26 April 2016

‘Govt has failed to fund Free Zones Authority’


In Summary



The authority is meant to oversee production of goods for exports







The Uganda Free Zones Authority has said it has failed to secure funds from government to set up facilities to ease production of goods exclusively meant for the export market.






Speaking at the United Arab Emirates-Uganda trade and Investment conference at Kampala on Monday, Ms Doreen Kembabazi, the authority’s public relations officer, said apart from acquiring office space and establishing a board, the authority which was set up in 2014, has failed to set up a free zone because it is a capital intensive project which requires about $15m (Shs50b) to set up.






“We have written proposals to government and development partners and now we are looking at countries such as the United Arab Emirates which have more than 43 free zones to come and help us,” she said adding that the concept is not new as it has existed for 20 years in Kenya, 10 in Tanzania and five in Rwanda.

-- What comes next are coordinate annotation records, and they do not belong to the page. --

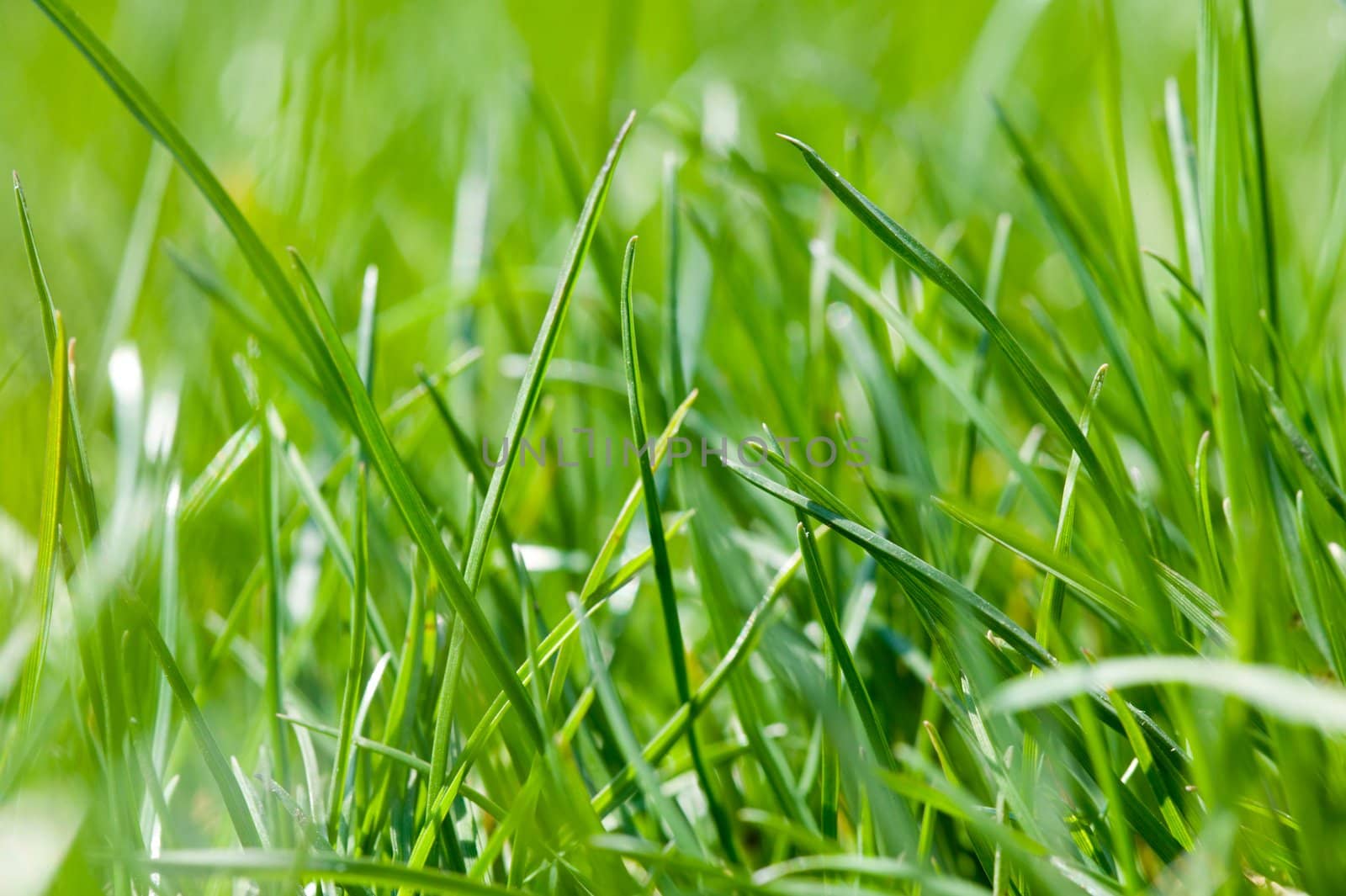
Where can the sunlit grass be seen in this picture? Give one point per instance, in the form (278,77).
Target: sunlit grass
(300,604)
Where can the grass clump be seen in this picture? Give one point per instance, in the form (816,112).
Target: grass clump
(287,618)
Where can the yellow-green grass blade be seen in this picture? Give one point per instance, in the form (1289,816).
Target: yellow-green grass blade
(49,527)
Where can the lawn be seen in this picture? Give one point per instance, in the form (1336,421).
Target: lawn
(673,448)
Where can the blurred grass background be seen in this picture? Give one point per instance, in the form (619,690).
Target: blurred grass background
(421,137)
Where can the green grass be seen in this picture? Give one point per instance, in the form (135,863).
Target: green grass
(291,602)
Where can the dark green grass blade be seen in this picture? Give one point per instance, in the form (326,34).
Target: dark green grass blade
(649,782)
(1052,604)
(749,637)
(850,674)
(235,802)
(531,386)
(412,507)
(296,868)
(663,570)
(926,264)
(356,662)
(273,599)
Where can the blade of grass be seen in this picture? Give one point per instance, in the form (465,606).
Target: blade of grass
(318,335)
(663,570)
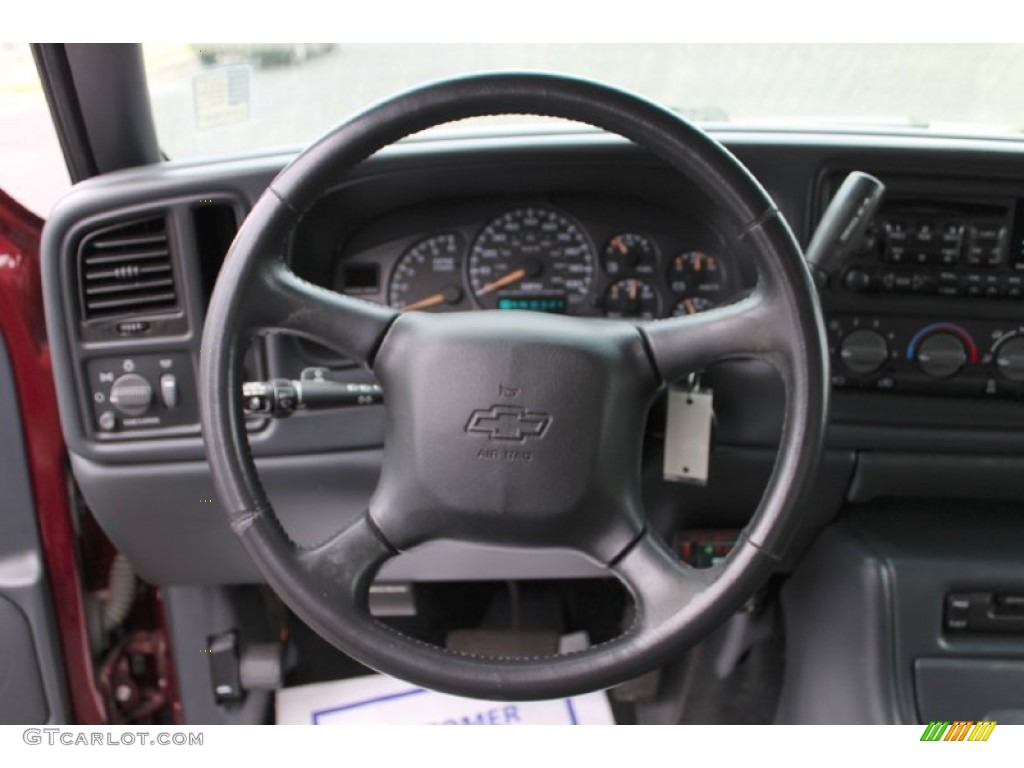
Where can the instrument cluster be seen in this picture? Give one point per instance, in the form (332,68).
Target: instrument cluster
(542,258)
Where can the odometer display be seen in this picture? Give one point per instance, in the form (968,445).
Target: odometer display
(531,251)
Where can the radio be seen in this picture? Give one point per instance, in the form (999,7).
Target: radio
(941,248)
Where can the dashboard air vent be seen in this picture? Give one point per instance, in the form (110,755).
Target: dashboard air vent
(126,269)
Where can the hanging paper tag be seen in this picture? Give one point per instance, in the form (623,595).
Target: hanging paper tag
(687,435)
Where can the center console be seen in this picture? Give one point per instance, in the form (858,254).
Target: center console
(933,303)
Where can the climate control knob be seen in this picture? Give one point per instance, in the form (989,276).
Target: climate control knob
(942,355)
(1010,358)
(131,394)
(863,351)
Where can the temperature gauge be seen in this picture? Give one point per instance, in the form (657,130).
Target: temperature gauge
(631,298)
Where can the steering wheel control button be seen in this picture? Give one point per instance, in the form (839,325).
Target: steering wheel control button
(863,351)
(169,390)
(131,394)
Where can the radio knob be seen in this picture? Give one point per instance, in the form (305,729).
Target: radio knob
(131,394)
(863,351)
(1010,359)
(941,355)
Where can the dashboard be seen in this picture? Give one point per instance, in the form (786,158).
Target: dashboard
(586,257)
(924,324)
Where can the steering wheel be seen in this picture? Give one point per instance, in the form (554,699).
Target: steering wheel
(576,393)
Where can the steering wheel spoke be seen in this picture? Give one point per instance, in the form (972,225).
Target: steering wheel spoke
(662,584)
(281,300)
(750,328)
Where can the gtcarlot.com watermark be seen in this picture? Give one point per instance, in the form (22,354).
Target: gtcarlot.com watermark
(62,737)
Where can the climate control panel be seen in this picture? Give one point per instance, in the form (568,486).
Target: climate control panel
(922,355)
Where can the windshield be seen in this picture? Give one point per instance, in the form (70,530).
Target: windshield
(227,98)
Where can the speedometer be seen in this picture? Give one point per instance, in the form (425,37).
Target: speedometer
(532,258)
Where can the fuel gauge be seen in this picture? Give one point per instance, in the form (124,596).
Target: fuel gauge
(631,298)
(630,253)
(696,272)
(692,305)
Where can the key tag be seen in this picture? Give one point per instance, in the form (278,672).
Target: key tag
(687,433)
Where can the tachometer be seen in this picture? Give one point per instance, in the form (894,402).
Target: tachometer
(428,275)
(531,253)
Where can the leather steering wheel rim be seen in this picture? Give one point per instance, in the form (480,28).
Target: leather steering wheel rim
(612,370)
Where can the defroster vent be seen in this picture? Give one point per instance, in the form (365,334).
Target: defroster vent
(125,269)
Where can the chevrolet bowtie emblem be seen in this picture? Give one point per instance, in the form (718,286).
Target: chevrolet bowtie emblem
(512,423)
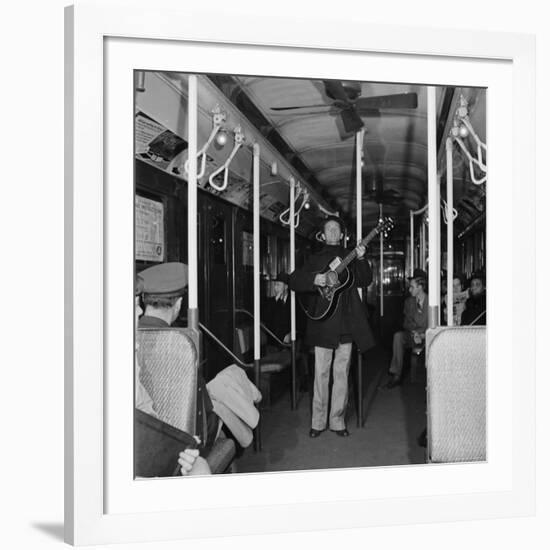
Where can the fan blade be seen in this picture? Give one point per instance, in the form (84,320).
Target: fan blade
(351,120)
(335,90)
(328,111)
(395,101)
(291,108)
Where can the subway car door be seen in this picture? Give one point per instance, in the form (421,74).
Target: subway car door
(216,295)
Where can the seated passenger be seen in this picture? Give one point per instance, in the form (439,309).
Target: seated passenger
(415,323)
(163,288)
(276,309)
(459,300)
(189,460)
(476,305)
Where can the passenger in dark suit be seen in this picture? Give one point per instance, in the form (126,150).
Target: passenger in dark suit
(415,323)
(333,337)
(476,305)
(276,309)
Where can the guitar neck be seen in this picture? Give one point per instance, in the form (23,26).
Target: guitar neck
(353,254)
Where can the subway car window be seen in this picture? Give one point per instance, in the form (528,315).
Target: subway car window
(292,288)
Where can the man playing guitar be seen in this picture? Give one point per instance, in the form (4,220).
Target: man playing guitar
(332,335)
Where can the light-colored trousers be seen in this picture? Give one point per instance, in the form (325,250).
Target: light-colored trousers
(339,400)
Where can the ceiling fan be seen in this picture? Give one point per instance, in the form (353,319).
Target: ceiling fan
(377,193)
(346,102)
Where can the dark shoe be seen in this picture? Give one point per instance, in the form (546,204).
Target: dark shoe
(422,439)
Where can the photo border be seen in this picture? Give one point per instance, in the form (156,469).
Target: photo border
(86,242)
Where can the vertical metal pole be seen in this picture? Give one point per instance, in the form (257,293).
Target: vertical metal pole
(359,233)
(381,266)
(450,233)
(411,257)
(256,231)
(423,245)
(192,261)
(434,276)
(292,295)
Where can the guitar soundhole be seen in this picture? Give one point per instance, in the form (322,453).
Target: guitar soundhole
(332,278)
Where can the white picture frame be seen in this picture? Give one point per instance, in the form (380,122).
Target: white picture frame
(95,248)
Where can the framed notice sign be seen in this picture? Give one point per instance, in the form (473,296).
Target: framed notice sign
(149,230)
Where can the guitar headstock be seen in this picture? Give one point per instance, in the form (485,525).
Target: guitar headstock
(385,225)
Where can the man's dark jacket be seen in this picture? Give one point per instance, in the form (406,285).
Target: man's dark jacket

The Uganda National Chamber of Commerce and Industry and the Dubai Export Authority have organised the 6th UAE-Uganda trade and Investment conference aimed at helping Ugandan businesses gain access to the Middle East market.






According to Mr Sudeep Mohanty, the UNCCI first vice president, the aim of the conference is meant to change the narrative from Uganda being called a land locked country to a land connected country where 10 percent of its imports come from the United Arab Emirates.






“As a country, we must now be talking of an economy which has transformed rather than an economy in transition,” he said.